Still House Plants’ Finlay Clark, David Kennedy, and Jessica Hickie-Kallenbach began to write music together during their second year at the Glasgow School of Art, later joining the eclectic scene surrounding the city’s Green Door Studio and undertaking a six-month residency at London’s Cafe OTO. Factor in a semester spent living with an emo band in Chicago and the intimate aggregation of the trio’s sound heterodoxy—an astonishing cohabitation of fractured R&B, wistful sensitivity, and harmolodic guitar—begins to show its strands. With punk autonomy, Still House Plants cite the cut-up affect of UK garage as the impetus for their sparse treatment of chords and words as samples; stuttered, fragmented, and permuted by living drums, guitar, and Hickie-Kallenach’s unmistakable husky voice. On their last release, Fast Edit (Blank Forms Editions, 2020), things sit on top of each other, fall over one another, or click into place, with hearts on sleeves and spirits in motion. As part of their long-awaited first tour of the United States, Still House Plants will play for two nights at 2220 Arts + Archives in Los Angeles, with Mark Lightcap and Judith Berkson on the 30th, and David Rosenboom and a special guest on the 31st.
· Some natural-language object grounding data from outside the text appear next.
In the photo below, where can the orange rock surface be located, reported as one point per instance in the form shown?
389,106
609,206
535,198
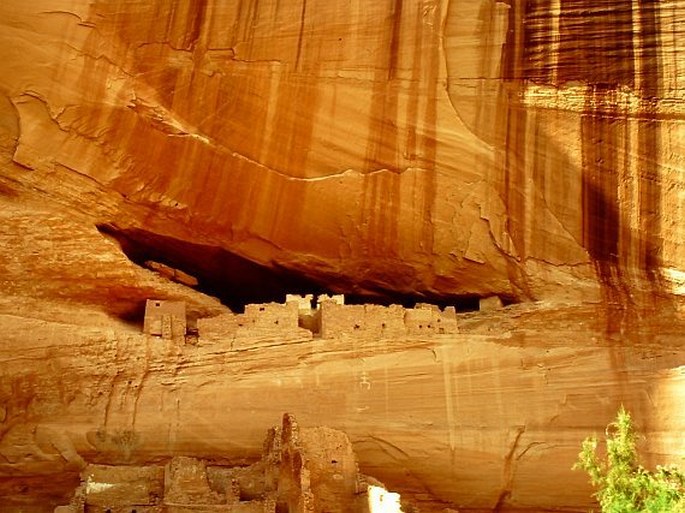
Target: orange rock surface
435,150
427,148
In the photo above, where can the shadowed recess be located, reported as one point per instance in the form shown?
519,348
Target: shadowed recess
237,281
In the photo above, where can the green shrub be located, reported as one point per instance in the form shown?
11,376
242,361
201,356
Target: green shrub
622,484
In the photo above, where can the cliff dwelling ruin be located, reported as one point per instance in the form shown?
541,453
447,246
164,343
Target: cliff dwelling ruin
302,470
452,230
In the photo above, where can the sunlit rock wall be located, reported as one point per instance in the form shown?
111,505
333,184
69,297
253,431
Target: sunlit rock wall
530,149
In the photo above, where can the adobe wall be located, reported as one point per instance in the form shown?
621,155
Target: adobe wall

An ever-evolving solo performance, The Infinity of Things that Don’t Exist is a continuously emerging sound world that draws upon its previous iterations and sonic histories to challenge the distinction between nature and artifice. Eschewing genre in favor of a boundless and generative mode of creation, David Rosenboom explores the dynamics of resonance and interaction as organizing principles, incorporating materials from past performances as well as field recordings and live play into this cumulative, improvisational process. In his performance, arrangements of analog sound modules are activated by acoustic inputs from various instruments and sound makers, while other instruments are prompted by algorithms. Parallel to this freeform sonic assemblage, a video, A Summary History of Humans in the World, projects the scene of a hand inscribing ink on parchment, the written text contemplating the challenges of human evolution and how humans respond to the nature of illusions.